The brick barn is a magnificent double height open space with large double doors at either side.  Before thrashing machines, the double doors would be opened at either side and the breeze created used to help remove the chaff as hand threshing of corn took place. 

With the arrival of thrashing machines and other mechanisation, farming started to move out of its traditional buildings.  A shed was built behind the courtyard to house a stationary steam engine and the Dutch barns were built.

1960s

Richard Tomlinson

In the 1960s as the number of cows grew, milking moved from the traditional shippons to a modern milking parlour and housing behind the courtyard.
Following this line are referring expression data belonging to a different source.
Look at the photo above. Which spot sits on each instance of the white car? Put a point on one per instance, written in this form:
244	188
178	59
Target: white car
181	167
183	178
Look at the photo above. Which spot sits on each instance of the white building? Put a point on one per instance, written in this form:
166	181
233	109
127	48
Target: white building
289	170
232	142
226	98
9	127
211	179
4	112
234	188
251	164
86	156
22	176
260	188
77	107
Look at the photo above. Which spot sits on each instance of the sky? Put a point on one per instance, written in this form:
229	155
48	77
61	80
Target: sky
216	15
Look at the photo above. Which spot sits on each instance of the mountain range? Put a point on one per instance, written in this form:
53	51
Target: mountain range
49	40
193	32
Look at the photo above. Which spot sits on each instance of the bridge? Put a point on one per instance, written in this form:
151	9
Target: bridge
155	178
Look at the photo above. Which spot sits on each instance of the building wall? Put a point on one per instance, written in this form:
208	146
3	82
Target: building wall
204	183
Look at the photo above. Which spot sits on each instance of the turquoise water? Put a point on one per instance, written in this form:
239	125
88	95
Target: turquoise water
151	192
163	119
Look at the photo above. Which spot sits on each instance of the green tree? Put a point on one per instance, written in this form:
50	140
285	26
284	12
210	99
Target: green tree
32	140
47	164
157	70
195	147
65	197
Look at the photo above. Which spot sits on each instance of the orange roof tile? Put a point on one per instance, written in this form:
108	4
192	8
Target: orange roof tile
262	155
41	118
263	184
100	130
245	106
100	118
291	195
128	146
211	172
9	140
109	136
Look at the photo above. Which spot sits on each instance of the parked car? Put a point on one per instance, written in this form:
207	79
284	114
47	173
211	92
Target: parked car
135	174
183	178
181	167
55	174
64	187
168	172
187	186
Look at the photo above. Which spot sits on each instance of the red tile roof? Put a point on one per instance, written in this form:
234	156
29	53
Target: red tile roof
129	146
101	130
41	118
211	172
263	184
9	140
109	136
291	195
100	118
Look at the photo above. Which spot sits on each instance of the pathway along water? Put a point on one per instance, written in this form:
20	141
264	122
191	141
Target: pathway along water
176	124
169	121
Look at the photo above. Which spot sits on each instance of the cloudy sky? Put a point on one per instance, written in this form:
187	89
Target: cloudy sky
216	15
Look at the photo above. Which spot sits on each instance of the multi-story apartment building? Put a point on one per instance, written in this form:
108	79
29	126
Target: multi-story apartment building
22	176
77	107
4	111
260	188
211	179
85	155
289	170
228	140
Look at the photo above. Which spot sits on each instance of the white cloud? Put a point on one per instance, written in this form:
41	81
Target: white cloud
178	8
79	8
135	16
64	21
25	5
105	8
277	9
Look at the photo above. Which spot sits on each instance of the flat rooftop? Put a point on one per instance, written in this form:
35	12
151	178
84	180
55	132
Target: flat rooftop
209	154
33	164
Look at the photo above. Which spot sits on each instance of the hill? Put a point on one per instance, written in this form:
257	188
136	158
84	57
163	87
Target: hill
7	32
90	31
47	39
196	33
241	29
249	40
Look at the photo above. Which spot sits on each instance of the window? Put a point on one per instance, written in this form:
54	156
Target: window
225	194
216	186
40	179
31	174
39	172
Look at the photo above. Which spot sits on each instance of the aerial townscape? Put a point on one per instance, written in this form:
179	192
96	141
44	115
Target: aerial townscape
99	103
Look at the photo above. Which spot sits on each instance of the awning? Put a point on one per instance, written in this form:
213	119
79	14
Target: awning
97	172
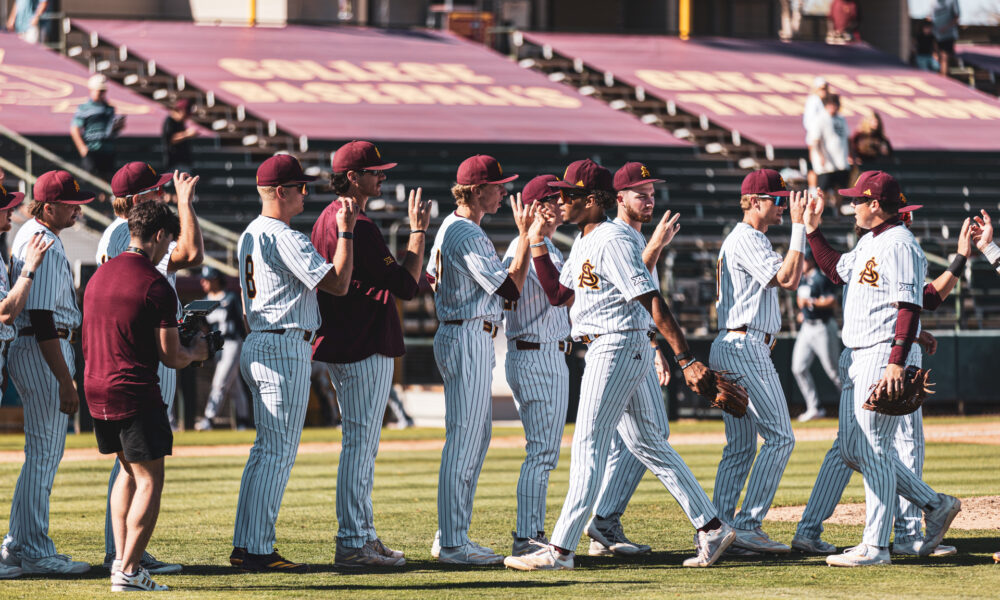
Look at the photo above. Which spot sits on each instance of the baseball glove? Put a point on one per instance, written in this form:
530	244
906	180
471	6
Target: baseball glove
730	396
916	388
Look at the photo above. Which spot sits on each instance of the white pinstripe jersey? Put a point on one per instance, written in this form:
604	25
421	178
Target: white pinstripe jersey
279	272
888	268
747	264
532	318
467	272
605	270
53	286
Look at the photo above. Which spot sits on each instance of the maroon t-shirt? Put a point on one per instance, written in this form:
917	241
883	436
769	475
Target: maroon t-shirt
125	302
365	321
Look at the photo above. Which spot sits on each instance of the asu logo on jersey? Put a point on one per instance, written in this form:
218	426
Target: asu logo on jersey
587	276
869	275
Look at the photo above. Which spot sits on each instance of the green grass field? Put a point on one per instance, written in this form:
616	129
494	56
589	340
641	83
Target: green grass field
199	502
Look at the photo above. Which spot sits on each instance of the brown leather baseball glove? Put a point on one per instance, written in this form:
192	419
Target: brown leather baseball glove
916	388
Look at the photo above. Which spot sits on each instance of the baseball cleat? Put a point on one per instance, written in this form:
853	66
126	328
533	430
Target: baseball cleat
710	545
758	541
546	558
812	546
470	553
937	522
860	556
608	538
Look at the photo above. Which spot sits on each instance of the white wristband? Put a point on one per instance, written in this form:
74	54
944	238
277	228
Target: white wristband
798	239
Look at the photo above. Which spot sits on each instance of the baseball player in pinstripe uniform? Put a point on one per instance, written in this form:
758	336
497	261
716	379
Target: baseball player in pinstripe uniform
749	274
635	186
280	272
41	364
881	320
612	297
134	183
537	346
360	337
470	283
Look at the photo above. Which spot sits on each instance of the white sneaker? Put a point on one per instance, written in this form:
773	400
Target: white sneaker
710	545
57	564
758	541
937	522
812	546
862	556
138	582
546	558
469	554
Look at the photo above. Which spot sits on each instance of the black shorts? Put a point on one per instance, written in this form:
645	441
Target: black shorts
142	437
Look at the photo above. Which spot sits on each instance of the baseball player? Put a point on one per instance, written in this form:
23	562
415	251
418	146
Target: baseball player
611	297
280	272
41	364
749	274
359	340
470	285
134	183
881	321
537	346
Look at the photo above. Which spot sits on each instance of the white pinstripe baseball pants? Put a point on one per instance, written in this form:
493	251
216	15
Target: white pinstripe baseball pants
746	355
44	442
362	392
620	392
465	357
539	380
276	367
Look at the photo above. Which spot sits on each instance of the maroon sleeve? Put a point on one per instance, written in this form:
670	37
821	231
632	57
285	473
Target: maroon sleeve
906	331
548	276
825	256
43	324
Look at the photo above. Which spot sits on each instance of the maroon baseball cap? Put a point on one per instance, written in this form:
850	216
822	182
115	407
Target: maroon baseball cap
135	178
281	169
59	186
358	156
538	189
9	199
480	169
633	174
587	175
765	182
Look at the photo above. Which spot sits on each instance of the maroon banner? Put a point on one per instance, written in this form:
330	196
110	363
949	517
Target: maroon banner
759	87
349	83
40	90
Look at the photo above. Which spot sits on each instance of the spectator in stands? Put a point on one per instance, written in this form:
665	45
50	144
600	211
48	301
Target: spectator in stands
845	21
177	135
925	47
828	152
95	127
26	19
869	142
945	15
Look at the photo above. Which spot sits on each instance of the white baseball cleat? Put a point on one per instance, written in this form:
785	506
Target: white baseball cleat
546	558
710	545
470	553
860	556
758	541
812	546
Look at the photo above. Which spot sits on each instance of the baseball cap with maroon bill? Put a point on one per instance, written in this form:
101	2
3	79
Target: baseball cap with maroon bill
135	178
282	169
359	156
59	186
764	182
875	185
586	175
538	189
633	174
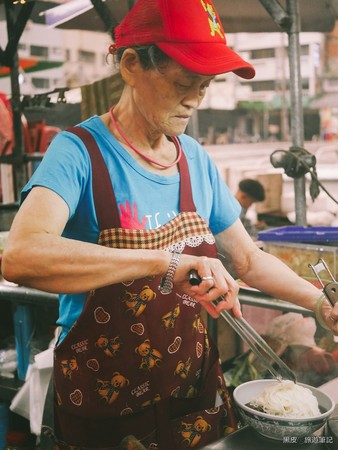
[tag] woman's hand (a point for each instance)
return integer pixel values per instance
(216, 284)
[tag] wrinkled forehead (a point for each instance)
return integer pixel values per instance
(174, 69)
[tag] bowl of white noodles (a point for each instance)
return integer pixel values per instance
(282, 409)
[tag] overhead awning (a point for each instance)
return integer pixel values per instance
(253, 105)
(277, 102)
(240, 16)
(31, 65)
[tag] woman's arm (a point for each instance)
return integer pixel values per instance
(267, 273)
(36, 255)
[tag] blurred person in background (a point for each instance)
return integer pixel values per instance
(248, 193)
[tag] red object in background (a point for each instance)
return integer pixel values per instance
(6, 126)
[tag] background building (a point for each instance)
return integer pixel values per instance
(234, 109)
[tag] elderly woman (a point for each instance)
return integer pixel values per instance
(119, 212)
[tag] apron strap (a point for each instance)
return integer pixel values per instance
(103, 192)
(186, 199)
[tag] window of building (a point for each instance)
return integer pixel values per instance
(57, 51)
(264, 85)
(40, 83)
(37, 50)
(262, 53)
(88, 57)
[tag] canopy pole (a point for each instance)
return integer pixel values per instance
(296, 111)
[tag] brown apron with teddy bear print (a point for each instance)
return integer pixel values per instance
(138, 362)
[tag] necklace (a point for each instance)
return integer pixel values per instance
(147, 158)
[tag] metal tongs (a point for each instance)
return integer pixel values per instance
(255, 342)
(330, 289)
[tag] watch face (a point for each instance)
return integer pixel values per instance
(167, 288)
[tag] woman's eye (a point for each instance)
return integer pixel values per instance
(183, 86)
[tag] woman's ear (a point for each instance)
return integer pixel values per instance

For a time, modern buildings were added to the courtyard.  A prefabricated building was placed in the centre after the Second World War, the Middle Building, which was used to house pigs.  A lean-to pig building, the Back Building, also stretched from the Loose Boxes around to the Cart Shed on the outside.  But as farming grew ever more specialised and larger scale, these buildings fell into disuse as well.

1990s

Preserved Harvester

In the early 1990s, the farm faced with a dilemma.  The beautiful buildings were redundant for farming and starting to fall into disrepair.

As the buildings formed part of a still working farm, we decided to seek alternative commercial uses for them.  Their size and beautiful construction pointed to office use rather than industrial.

Units 1 to 6 were renovated first.  One problem with farm buildings is their restricted height.  The roofs started just above the door and there were very few windows.

Our architect Mark Heyes of Heyes & Company came up with an ingenious scheme of taking off the whole roof structure and inserting the 18 inch clerestory window.  It was a stroke of genius.  It brought light and space into the units and at night gave the impression of a roof floating above the walls.  The scheme won a Premier Conservation Award from Fylde for Good Design in the Environment.

2008

Following on from the success of these units we developed the shippon block, then built East Barn in 2008 on the site of a former piggery. 

Offices 2008

At Clifton Fields, we have an ambition to become a carbon neutral site with minimal environmental impact.  The East Barn has been built in a way to promote natural ventilation, with ventilation towers and the earth under the building connected as a heat sink.  Rainwater is collected and reused.

Previously we used thousands of litres of fuel oil a year for heating the offices.  Now the whole site is heated by a biomass boiler system burning wood and straw.  Much of the wood is collected from the foreshore of the River Ribble, which previously just went to waste. 

As an office development, Clifton Fields has found a productive use for buildings that would otherwise have fallen into disuse.  It is now the home for a dynamic mix of companies helping to bring employment and prosperity to the region.